- Matt Juliano
100 Days of Quartet

Jan 31, 2020 - I'm working on a new piece for the LMP. It's a quartet by French violinist Rodolphe Kreutzer who, in contrast to other LMP composers, I've actually heard of. He wrote a collection of violin etudes my violin teacher had me working on many moons ago. I didn't know he wrote chamber music, and I was surprised not to find any recordings of it. His etudes are pretty standard violin pedagogy so I just assumed his other work wouldn't be obscure.
(Sidebar: There are also two different "Kreutzer Sonatas" that one can find recordings of, neither of which was written by Kreutzer. One was written by Beethoven and dedicated to Kreutzer, who was a contemporary, and a much later one was written by Czech composer Leos Janacek. Beethoven's sonata was originally written for another violinist named George Bridgetower, but the two had a drunken falling out after the premiere and Beethoven rededicated it to Kreutzer. Kreutzer never played it (allegedly because he hated it). Leo Tolstoy wrote a novella featuring the piece called, appropriately, "The Kreutzer Sonata" which in turn inspired Janacek to write his own Kreutzer Sonata.)
The quartet has some nastiness in all four instruments at various points, particularly in the second movement, a theme and variations where all four instruments solo at some point. Movement one has some really tough quick sections with lots of string crossings in the first and second violin.
I found the quartet shortly before Christmas and had been toying with it in sort of a desultory way, stalling on working on it in earnest, intimidated by the blank canvas in front of me. I always find it hard to get started on a new piece, especially a quartet which is daunting even aside from the technical challenges, as I have to learn the likely 12 minute piece four times on three different instruments. So I was essentially stuck in neutral, having chosen a piece but lacking the motivation to really start it.
Then on January 10th, I saw world renowned violinist Hillary Hahn's Instagram post for Day 10 of 100 days of practice.
The hashtag #100DaysOfPractice started in 2017 when Hahn embarked on a project to commit to practicing 100 days in a row and posting a short video each day of her sessions on her instagram. It struck a chord with the musician community and people all over the world started undertaking their own 100 days. Now there's more than 500,000 posts with the hashtag.
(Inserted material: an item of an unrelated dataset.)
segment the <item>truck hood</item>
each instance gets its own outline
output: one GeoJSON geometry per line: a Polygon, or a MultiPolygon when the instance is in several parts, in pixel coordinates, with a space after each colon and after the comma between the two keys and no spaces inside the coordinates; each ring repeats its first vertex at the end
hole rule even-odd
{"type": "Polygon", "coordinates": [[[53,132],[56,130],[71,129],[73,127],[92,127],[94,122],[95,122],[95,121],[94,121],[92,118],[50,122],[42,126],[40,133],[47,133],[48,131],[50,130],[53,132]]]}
To quote Hahn: "To participate in #100daysofpractice, all you need to do is... participate, however it's comfortable for you. Short practice is good. Long practice is good...... There are no pass or fail grades."
Since the 10th I've been seeing people using that hashtag pop up on my instagram, mostly violin players, mostly virtuoso types.
And now, also me.
Sort of.
Though I decided to start my own 100 days, I'm not planning on posting anything with the hashtag as of now. I am keeping a practice diary where I track how long I practice, take notes on how I did and what I need to focus on. The commitment and plan are going to be the novelties over the duration as I practice almost every day anyway. My goal is to learn all four parts of the entire quartet in 100 days. Ideally I'll have it recorded too, but I'll take "ready to record" as success.
So far, day 22 as of this writing, I'm averaging a little over 2.5 hours a day. It's probably both the amount of practice and the intensely focused nature of it, isolating difficult parts, being diligent about playing to the metronome, but i feel like I'm progressing on the piece faster than on the earlier LMP pieces. I suppose there's also the chance that the previous pieces elevated my overall skill level so I'm tackling this new one faster.
There's another aspect to the 100 days project, beyond the purely technical, that I anticipate that I will struggle with and in fact am indeed currently struggling with.
To quote Hahn, again. "When we are in the practice room, we're our only company, our only voice, our only critic, our only advocate. Sometimes those roles collide. When they do, let's choose the kinder option"
"The 100 days is going to be about meeting ourselves where we are. It's not a challenge to practice 100 days in a row. It's an acknowledgment that for 100 days, we in this community of practicers are going to be on the same mission: to find our sweet spot of practicing calmly and steadily, with kindness, self-compassion, and patience."

I have always played my instruments with a certain degree of anger, probably provoked by my titanic self-doubt. Patience and self-compassion are definitely outside the bounds of my normal mode. But I'm hoping to train those muscles--just as surely as I'll be training my fingers--and weather the inevitable backslides and regressions with more grace than I'm generally prone to give myself.